The company’s global workforce has continued to grow. It now employs more than 43,000 employees across the 22 countries where the company has an industrial presence.
The company said it had experienced solid growth during Q4, mainly as a result of the ramp-up of new projects, especially in NAFTA (North American Free Trade Agreement), Mercosur (an economic and commercial group of countries in South America comprising Argentina, Brazil, Paraguay, Uruguay and Venezuela with associate countries like Chile, Bolivia, Colombia, Ecuador and Peru) and Europe, partially offset by foreign exchange headwinds.
Revenue during the three-month period increased by 8.9% or 13.8% at constant exchange rates and EBITDA grew at 6.4% or 13.2% at the same rates.
Gestamp’s CEO, Francisco López Peña, said: “Gestamp has achieved its 2018 full year targets for revenue and EBITDA despite having experienced a more challenging than expected H2 as a result of market conditions due to shifts in production volumes particularly in Western Europe and Asia.”
By regions, Western Europe experienced a 2.2% growth rate or 2.5% at constant exchange rates, reaching revenue of €4,101m. Eastern Europe grew by 13.7% or 27.3% at constant rates to €1,187m.
NAFTA reached €1,659m with an 11.9% growth rate or 17.7% at constant rates, with Mercosur reaching €585m with a growth rate of 4.1% or 42.9% at constant exchange rates.
During this period, Asia declined by 7.8%, reaching €1,016m mainly driven by weaker market dynamics as China experienced its first production volume decrease in twenty years.

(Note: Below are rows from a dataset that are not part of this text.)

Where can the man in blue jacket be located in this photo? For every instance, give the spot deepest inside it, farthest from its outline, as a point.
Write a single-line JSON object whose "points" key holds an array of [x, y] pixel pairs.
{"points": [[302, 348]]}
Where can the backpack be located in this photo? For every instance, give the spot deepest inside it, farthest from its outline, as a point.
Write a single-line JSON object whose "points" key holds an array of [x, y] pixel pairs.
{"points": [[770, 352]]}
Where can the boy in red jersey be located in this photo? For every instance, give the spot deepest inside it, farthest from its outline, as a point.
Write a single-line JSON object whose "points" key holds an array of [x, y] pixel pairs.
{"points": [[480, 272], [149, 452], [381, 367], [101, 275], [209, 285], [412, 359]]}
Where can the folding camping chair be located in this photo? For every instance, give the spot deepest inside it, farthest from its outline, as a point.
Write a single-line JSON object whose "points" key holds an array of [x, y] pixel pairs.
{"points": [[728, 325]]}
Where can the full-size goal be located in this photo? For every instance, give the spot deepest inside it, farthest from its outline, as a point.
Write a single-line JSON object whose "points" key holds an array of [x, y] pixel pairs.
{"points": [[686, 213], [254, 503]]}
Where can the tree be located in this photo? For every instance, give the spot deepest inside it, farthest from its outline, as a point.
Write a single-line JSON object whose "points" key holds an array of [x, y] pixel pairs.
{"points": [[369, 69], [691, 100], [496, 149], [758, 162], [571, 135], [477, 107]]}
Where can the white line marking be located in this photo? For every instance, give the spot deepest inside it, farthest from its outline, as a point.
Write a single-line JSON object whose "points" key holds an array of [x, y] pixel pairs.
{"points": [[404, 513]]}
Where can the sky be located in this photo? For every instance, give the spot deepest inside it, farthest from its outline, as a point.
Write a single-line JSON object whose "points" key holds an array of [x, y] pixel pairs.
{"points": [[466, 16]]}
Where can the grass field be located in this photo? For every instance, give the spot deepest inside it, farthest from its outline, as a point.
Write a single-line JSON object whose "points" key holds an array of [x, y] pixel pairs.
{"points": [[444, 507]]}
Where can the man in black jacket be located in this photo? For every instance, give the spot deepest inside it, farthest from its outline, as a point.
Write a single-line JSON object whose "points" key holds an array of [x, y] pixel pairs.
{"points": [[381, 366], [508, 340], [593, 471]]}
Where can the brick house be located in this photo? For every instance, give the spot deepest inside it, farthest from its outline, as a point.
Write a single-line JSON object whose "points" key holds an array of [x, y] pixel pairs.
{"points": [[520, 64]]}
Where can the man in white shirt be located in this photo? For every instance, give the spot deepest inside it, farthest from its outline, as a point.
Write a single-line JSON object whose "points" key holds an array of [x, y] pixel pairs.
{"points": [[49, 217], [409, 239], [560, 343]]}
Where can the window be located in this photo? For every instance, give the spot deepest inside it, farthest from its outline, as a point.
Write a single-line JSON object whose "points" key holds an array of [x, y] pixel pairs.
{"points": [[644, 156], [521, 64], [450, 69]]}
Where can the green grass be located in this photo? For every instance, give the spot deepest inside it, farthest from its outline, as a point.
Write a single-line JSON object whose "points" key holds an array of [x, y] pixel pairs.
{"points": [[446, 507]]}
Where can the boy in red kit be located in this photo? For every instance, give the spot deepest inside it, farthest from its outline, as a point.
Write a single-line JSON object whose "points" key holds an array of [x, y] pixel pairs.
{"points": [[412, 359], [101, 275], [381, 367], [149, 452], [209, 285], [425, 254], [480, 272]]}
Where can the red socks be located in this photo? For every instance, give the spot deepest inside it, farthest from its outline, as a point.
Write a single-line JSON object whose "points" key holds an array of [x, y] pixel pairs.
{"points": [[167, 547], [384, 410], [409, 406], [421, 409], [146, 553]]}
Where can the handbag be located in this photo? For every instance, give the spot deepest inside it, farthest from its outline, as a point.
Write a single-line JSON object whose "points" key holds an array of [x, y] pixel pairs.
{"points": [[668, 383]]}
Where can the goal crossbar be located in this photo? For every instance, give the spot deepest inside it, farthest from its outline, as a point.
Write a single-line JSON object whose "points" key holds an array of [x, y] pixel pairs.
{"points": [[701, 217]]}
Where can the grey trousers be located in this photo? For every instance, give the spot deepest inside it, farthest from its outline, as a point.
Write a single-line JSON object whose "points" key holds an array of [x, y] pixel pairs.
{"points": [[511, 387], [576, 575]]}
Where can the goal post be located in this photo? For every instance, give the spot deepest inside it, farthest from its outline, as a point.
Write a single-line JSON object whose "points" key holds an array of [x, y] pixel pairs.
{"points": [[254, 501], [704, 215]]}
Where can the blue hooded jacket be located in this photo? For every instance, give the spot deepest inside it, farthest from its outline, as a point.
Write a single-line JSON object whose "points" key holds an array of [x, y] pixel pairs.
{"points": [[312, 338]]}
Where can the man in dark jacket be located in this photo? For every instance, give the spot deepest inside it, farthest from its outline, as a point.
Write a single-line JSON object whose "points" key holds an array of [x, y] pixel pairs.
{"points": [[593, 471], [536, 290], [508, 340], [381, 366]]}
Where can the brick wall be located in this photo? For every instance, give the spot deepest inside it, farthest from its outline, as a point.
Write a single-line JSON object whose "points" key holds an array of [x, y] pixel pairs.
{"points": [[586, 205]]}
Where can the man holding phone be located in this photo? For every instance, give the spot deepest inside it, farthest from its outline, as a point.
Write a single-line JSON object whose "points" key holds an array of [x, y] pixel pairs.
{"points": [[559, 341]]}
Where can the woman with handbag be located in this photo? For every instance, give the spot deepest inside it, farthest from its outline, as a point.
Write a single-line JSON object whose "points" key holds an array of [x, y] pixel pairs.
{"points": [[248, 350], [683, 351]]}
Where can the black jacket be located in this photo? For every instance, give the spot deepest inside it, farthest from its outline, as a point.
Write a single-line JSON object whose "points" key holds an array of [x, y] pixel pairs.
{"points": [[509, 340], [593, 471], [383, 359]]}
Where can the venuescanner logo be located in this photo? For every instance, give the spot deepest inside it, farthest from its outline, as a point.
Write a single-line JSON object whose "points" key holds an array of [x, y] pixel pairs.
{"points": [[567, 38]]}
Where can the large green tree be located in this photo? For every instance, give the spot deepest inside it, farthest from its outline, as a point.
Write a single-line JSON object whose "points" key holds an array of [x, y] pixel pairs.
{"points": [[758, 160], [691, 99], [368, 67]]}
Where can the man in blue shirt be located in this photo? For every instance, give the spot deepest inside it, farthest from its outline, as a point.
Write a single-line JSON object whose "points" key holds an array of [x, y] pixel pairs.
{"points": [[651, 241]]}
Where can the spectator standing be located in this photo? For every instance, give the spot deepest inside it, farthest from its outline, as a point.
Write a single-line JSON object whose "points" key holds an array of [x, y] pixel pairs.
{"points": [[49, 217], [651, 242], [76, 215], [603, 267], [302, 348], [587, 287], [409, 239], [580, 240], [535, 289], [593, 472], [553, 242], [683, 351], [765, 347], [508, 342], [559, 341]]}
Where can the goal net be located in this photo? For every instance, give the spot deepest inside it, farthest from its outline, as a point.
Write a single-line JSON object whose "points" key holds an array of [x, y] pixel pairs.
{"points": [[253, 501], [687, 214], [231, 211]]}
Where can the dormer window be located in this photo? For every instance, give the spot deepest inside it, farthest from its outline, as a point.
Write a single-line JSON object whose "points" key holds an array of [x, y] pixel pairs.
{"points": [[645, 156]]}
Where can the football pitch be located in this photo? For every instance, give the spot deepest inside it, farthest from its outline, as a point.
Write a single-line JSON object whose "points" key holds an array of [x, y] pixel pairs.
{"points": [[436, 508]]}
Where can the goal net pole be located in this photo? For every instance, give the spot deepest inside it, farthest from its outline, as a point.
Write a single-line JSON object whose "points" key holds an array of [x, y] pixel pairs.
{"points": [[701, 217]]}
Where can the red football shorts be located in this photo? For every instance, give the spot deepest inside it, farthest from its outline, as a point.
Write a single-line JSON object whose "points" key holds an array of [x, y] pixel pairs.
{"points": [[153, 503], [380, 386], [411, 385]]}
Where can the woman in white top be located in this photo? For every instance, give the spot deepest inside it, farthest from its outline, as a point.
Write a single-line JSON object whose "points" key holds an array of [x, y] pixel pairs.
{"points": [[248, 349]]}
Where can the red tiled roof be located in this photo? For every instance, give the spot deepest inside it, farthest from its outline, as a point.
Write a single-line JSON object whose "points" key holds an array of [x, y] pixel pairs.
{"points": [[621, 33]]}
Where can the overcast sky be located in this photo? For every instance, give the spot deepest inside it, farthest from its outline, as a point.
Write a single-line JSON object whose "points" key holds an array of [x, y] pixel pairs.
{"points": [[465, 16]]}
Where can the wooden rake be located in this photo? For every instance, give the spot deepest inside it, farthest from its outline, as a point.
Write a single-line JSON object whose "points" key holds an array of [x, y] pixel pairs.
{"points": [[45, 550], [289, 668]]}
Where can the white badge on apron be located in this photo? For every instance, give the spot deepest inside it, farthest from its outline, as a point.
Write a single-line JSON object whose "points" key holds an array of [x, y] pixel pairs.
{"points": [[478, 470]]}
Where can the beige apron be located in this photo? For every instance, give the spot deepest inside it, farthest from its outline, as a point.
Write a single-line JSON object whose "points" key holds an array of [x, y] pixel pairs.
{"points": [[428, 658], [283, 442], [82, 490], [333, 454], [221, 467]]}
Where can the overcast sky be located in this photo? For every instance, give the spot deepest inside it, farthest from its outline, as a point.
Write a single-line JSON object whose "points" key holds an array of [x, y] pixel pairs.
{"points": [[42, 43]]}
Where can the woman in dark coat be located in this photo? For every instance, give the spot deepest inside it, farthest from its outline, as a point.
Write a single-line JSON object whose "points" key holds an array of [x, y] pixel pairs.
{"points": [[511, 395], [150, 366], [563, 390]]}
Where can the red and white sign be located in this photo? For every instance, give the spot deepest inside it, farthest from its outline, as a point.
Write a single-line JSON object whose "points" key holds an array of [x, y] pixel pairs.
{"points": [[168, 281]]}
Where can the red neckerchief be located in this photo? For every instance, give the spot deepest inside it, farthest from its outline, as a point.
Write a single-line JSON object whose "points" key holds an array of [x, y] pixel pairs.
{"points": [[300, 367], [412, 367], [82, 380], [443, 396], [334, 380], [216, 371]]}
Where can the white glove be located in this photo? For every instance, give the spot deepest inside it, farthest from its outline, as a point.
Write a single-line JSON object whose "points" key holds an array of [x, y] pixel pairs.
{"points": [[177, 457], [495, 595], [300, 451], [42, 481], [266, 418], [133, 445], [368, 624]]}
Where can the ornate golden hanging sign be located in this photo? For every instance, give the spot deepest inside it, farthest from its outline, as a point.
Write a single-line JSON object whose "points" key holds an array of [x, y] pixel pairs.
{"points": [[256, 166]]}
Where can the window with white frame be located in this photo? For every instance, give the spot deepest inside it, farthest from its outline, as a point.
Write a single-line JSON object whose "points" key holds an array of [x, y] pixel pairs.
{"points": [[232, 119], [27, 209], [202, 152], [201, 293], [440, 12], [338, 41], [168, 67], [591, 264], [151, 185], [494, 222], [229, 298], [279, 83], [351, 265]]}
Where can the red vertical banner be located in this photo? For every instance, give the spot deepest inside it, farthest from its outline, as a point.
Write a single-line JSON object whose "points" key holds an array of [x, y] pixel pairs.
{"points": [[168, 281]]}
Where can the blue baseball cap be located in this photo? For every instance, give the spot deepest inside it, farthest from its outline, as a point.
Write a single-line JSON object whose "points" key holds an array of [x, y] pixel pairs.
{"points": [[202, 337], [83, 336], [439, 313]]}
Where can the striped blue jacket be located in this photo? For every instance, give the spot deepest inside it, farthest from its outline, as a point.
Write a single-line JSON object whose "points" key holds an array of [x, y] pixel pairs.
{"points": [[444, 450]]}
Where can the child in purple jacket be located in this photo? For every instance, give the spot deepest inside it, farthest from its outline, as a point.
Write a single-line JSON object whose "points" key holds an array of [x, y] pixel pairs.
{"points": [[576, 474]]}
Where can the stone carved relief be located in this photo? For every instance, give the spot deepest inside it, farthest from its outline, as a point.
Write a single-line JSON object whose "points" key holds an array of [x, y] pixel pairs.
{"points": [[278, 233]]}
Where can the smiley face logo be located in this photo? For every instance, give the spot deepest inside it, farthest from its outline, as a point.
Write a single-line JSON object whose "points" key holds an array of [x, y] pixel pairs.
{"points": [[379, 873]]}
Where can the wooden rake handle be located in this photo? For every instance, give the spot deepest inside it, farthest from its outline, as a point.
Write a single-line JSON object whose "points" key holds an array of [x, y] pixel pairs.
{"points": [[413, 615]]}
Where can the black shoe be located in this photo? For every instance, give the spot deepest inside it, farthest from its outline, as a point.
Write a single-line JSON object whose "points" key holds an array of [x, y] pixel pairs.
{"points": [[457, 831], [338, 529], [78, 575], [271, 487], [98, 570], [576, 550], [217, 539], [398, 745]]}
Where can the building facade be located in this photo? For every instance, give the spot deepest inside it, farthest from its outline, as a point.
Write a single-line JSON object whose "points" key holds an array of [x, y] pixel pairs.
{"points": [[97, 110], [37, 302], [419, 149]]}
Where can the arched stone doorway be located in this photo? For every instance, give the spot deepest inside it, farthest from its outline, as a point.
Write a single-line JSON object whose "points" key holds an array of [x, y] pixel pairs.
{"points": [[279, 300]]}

In addition to the new plant at Four Ashes, the company opened a further five new facilities last year, while it has a further four new plants (Mexico, Slovakia, United States and Morocco) due to be inaugurated during 2019.
“We are involved in strong investments as a result of the increasing outsourcing trend. Lightweight solutions continue to be key to reduce CO2 emission and with the increase of penetration of Electric Vehicles,” added Mr López Peña.